Once you’ve decided it’s the right time for a will (see my blog on that subject here) it’s time to go through a bunch of questions. The first thing to determine is who is going to be in charge of managing your estate. The estate is the collection of all your assets and liabilities after you pass away. So basically, the person in charge of your estate, your executor, has a pretty important job!
Once you’ve chosen an executor, the next thing to look at might be charitable gifts. If you want to leave a donation or gift from your estate, this can be written into your will. With that settled, the next step is to look at your personal property. Houses, cars, pet llamas, whatever it may be! If you have specific instructions for who receives what, you’ll want those instructions written in the will.
Any assets and property that aren’t specifically listed are going to form part of your estate’s residue. Your will should include instructions for how the residue is to be distributed and allocated. With the asset distribution out of the way, it’s time to give some thought to the things that matter most.
If you have children, your will should include arrangements for their care and guardianship.

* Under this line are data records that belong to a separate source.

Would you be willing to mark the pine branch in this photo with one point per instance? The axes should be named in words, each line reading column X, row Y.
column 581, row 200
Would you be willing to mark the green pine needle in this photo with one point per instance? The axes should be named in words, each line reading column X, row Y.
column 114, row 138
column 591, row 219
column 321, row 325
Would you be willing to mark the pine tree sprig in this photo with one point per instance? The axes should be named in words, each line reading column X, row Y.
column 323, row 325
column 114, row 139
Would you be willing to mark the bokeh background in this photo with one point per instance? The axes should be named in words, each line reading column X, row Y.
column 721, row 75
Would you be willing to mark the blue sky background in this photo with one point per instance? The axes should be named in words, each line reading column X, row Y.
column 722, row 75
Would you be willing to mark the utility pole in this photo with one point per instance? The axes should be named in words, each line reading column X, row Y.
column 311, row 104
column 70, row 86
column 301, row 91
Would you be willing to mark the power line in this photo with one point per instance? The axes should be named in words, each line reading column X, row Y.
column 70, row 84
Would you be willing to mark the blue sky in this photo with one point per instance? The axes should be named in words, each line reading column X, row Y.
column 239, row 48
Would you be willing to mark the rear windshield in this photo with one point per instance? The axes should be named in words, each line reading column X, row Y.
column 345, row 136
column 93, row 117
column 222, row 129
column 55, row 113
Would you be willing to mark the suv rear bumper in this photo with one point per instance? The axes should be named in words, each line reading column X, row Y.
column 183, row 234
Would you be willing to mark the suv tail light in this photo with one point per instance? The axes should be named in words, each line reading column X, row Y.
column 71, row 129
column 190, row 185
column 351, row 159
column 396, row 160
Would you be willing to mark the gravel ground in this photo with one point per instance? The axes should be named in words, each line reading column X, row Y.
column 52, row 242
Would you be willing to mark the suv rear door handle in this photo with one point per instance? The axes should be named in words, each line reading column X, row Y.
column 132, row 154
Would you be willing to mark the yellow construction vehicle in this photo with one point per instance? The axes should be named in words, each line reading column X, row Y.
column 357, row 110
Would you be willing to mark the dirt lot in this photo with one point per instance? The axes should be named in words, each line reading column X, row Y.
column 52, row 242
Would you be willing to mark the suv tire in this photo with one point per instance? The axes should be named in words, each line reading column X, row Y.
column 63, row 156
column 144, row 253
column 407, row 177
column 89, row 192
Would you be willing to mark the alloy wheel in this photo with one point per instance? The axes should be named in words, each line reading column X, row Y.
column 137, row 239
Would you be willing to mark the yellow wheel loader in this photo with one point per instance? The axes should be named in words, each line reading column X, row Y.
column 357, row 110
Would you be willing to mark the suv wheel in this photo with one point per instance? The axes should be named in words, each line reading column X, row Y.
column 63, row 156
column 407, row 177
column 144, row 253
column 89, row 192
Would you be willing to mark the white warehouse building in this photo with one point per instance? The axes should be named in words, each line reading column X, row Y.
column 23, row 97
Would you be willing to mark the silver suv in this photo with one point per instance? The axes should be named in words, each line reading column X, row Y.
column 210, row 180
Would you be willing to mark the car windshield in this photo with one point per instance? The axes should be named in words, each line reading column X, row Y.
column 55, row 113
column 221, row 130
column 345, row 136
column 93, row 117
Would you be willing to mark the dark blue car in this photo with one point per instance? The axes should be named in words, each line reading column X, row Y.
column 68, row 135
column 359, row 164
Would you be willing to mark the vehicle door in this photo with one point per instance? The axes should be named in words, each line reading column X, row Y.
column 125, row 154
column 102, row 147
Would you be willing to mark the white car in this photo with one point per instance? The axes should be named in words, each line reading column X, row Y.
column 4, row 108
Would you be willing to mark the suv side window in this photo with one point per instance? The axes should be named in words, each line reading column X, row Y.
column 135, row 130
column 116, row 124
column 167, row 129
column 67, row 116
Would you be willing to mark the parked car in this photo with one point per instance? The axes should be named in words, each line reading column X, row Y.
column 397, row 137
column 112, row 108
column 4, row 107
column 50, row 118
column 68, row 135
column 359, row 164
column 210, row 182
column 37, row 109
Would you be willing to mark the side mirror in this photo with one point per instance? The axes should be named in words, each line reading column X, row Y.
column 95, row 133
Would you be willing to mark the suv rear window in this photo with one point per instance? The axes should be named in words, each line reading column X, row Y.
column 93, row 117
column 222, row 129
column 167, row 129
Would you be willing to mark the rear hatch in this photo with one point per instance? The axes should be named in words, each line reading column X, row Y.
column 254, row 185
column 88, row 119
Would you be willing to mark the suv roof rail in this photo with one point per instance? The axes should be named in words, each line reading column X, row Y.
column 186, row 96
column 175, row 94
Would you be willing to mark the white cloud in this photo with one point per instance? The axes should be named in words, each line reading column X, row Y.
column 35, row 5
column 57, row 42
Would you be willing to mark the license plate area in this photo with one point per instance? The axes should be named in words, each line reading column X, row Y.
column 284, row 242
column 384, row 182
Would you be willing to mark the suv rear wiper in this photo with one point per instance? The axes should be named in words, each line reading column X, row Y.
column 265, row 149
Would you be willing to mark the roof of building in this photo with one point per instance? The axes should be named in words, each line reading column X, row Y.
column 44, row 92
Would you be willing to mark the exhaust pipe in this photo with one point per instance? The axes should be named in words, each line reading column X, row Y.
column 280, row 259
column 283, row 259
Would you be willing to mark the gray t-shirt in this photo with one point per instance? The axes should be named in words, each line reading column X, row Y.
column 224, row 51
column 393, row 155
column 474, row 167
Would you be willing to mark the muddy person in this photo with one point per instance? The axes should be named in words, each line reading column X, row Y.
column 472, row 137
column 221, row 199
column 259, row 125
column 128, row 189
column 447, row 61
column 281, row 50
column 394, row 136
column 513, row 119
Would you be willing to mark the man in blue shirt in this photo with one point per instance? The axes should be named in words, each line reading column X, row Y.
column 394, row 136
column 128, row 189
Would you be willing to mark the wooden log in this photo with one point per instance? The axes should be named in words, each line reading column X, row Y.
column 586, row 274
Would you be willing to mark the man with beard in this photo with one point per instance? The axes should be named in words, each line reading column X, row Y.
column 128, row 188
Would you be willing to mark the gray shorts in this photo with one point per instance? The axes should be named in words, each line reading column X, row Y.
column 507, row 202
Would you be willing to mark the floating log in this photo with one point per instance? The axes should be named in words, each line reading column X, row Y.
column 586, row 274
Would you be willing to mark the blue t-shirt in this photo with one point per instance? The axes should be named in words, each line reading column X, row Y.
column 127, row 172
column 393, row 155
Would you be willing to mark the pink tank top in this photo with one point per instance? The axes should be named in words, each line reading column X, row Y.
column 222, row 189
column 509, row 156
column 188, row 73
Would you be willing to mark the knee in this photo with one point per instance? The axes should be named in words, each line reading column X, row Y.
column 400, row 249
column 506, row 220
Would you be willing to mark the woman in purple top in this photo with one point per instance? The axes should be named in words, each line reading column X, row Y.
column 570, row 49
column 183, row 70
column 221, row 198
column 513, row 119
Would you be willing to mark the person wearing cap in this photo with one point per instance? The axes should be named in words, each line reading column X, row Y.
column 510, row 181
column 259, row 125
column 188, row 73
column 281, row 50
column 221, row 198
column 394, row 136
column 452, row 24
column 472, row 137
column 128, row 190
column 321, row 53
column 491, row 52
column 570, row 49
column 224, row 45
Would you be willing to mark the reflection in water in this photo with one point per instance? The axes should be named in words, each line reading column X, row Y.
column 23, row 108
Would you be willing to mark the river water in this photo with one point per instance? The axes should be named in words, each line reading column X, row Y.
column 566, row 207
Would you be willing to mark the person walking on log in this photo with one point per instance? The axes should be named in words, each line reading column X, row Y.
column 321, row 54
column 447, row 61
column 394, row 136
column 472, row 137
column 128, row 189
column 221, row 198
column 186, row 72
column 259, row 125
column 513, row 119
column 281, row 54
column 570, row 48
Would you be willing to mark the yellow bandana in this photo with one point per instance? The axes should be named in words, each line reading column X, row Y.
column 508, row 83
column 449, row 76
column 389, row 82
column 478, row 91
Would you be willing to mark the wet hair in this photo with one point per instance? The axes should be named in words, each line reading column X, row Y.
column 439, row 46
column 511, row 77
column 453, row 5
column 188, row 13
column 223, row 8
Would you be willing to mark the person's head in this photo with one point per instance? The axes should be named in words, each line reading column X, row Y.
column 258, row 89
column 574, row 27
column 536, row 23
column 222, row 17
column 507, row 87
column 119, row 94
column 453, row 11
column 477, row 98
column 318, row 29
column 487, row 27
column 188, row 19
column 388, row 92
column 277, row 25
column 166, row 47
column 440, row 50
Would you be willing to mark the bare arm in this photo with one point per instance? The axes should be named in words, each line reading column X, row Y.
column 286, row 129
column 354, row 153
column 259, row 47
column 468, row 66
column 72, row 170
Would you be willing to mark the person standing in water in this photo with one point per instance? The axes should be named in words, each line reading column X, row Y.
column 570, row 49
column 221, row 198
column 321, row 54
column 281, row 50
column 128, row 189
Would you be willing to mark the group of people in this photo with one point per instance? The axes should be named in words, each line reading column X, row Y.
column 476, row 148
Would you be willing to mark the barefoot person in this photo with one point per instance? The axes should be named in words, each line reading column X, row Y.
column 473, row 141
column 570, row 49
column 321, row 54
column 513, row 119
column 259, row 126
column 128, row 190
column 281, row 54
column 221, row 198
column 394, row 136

The guardian has an important role, as they will care and make decisions for your children. As such, you may want to consider setting up compensation from the estate for the guardian. Your will can also set up a trust for your children. A trust is a financial arrangement that ensures funds are distributed to your children in a responsible and timely manner. As with the guardianship, you may want to compensate the trustee from the estate as well.
A will can go into much more detail, but these are the major elements I feel are important to highlight for now. When preparing your will, it’s important to have a good record of all your assets and liabilities. That way, you can be sure that everything is covered. After drafting your will, you may also want to consider having Power of Attorney documents prepared. These documents will establish who is in charge of your healthcare and property in case you are incapacitated.